日本政策金融公庫の審査に通るためのポイントには、以下の3つが挙げられます。
- ・遅延や滞納をしない
- ・事業の実績を作る
- ・実現性の高い創業計画書を作成する
それぞれのポイントについて解説していきます。
遅延や滞納をしない
日本政策金融公庫の審査に通るためのポイントとして、支払いの遅延や滞納をしないことが挙げられます。日本政策金融公庫は審査基準や細かな評価項目を公表していませんが、一般的には信用情報機関に登録されている情報や、借入後にきちんと返せるかという返済能力がチェックされると考えられます。そのため、普段からローンやクレジットカードを利用する場合は、支払期日を守り、延滞を起こさないことが大切です。このように、日常の返済姿勢が、審査の印象にもつながりやすい点を理解しておきましょう。
事業の実績を作る
事業に関連する実績を積んでおくと、事業計画に具体性が生まれ、計画の実現性や継続できる見込みを評価されやすくなります。審査でも経験や準備があると成功確率が高いと判断されやすくなるので、事前準備は大きな武器になります。例えば、同じ業界での勤務経験を積んだり、業務に直結する資格を取得したりと、開業前にできる行動があれば積極的に取り組んでおくことをおすすめします。このような積み重ねが、説得力のある事業計画づくりにつながります。
実現性の高い創業計画書を作成する
事業計画では、内容の良し悪しだけでなく本当に実行できる計画かを伝えることが大切です。市場調査を行い、売上・利益の見込みを数字と根拠で示したり、取引先候補や協力先の存在を提示するなど、裏付けとなる材料があるほど説得力は高まります。信頼性を強化できる要素がある場合は、事業計画書に積極的に盛り込み、面談でも具体例を交えながらアピールすると効果的です。
日本政策金融公庫のデメリットを理解して申し込もう!

今回は、日本政策金融公庫のデメリットについて紹介しました。日本政策金融公庫のデメリットは、融資実行まで時間がかかり担当者を選べないうえに、金利や借入額が希望どおりにならない場合があることです。専門家のサポートがないと不利になりやすく、繰り上げ返済不可だったり支店が少ない、審査落ち後は一定期間申し込み不可などといった制約もあります。

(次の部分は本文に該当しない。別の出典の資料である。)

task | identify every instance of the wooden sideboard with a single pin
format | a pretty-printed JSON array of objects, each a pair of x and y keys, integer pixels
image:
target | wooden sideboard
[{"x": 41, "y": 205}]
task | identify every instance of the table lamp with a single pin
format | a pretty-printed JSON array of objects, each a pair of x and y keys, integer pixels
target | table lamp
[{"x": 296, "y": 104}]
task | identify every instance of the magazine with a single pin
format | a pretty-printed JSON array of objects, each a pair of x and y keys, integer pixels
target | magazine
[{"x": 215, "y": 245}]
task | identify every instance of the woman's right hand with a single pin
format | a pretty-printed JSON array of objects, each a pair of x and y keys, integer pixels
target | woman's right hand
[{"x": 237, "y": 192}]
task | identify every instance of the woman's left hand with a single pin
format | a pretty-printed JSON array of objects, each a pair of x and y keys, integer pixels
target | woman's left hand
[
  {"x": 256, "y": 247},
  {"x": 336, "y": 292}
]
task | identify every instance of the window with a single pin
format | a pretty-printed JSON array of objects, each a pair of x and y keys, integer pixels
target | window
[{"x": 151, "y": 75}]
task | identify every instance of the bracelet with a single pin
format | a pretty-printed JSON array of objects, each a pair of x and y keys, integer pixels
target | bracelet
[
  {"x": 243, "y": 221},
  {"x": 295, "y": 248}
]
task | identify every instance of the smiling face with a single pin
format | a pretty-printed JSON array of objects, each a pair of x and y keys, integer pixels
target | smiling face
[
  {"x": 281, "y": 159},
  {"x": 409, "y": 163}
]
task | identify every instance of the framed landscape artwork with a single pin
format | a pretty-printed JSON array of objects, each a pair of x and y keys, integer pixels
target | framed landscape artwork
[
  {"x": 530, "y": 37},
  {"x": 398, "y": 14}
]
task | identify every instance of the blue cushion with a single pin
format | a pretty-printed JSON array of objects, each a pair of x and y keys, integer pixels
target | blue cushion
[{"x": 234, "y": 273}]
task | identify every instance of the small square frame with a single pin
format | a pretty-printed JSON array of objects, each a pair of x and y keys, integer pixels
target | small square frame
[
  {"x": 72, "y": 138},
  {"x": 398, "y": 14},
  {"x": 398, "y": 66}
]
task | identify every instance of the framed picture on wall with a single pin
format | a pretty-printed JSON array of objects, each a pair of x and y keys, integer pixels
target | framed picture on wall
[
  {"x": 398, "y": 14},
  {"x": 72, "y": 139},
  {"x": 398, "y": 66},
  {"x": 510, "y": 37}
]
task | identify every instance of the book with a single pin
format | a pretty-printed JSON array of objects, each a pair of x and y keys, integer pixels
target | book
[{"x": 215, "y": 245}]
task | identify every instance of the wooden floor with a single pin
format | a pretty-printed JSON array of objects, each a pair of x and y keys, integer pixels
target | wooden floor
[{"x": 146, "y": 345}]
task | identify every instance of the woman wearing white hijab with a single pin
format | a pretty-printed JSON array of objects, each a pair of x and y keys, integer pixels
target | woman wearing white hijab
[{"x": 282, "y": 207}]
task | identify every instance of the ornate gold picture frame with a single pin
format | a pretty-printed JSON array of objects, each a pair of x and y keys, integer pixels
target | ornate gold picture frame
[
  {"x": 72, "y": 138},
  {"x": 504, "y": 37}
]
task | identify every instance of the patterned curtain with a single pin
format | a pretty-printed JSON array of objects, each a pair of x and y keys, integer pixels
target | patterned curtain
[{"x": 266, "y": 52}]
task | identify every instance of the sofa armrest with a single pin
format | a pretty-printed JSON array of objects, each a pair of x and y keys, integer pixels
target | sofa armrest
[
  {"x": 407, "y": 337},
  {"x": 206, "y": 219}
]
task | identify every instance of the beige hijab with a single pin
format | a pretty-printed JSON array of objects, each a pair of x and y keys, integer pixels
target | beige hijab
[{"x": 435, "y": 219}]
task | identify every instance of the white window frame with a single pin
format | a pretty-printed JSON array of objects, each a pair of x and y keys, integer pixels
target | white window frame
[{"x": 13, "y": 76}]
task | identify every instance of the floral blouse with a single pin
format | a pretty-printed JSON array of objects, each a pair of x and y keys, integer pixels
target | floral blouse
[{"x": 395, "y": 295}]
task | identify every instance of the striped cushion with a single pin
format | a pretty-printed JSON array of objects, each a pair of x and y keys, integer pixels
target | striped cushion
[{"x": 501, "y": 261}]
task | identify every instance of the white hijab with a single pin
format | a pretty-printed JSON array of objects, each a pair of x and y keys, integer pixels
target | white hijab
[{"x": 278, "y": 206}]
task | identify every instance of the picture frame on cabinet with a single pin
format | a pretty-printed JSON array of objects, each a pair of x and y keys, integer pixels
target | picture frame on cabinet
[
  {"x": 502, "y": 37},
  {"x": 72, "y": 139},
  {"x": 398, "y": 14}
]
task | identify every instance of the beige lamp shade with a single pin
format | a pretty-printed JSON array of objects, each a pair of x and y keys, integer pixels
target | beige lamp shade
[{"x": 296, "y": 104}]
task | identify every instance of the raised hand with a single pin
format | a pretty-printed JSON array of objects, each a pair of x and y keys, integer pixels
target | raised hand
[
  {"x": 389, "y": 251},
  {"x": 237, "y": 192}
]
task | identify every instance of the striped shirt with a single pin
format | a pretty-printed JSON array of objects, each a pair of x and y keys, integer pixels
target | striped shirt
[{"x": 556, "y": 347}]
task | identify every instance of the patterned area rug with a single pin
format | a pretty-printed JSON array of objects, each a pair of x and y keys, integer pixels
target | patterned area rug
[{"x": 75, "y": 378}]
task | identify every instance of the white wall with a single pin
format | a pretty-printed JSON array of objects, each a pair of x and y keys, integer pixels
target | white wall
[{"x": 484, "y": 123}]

日本政策金融公庫は民間金融機関とは役割が異なるぶん、融資の考え方や条件面にも独自の特徴があります。メリット・デメリットを把握したうえで、日本政策金融公庫ならではの融資条件や審査のポイントも整理しておくと、比較検討がしやすくなります。ぜひこの記事を参考に、日本政策金融公庫のデメリットを理解して申し込んでみましょう。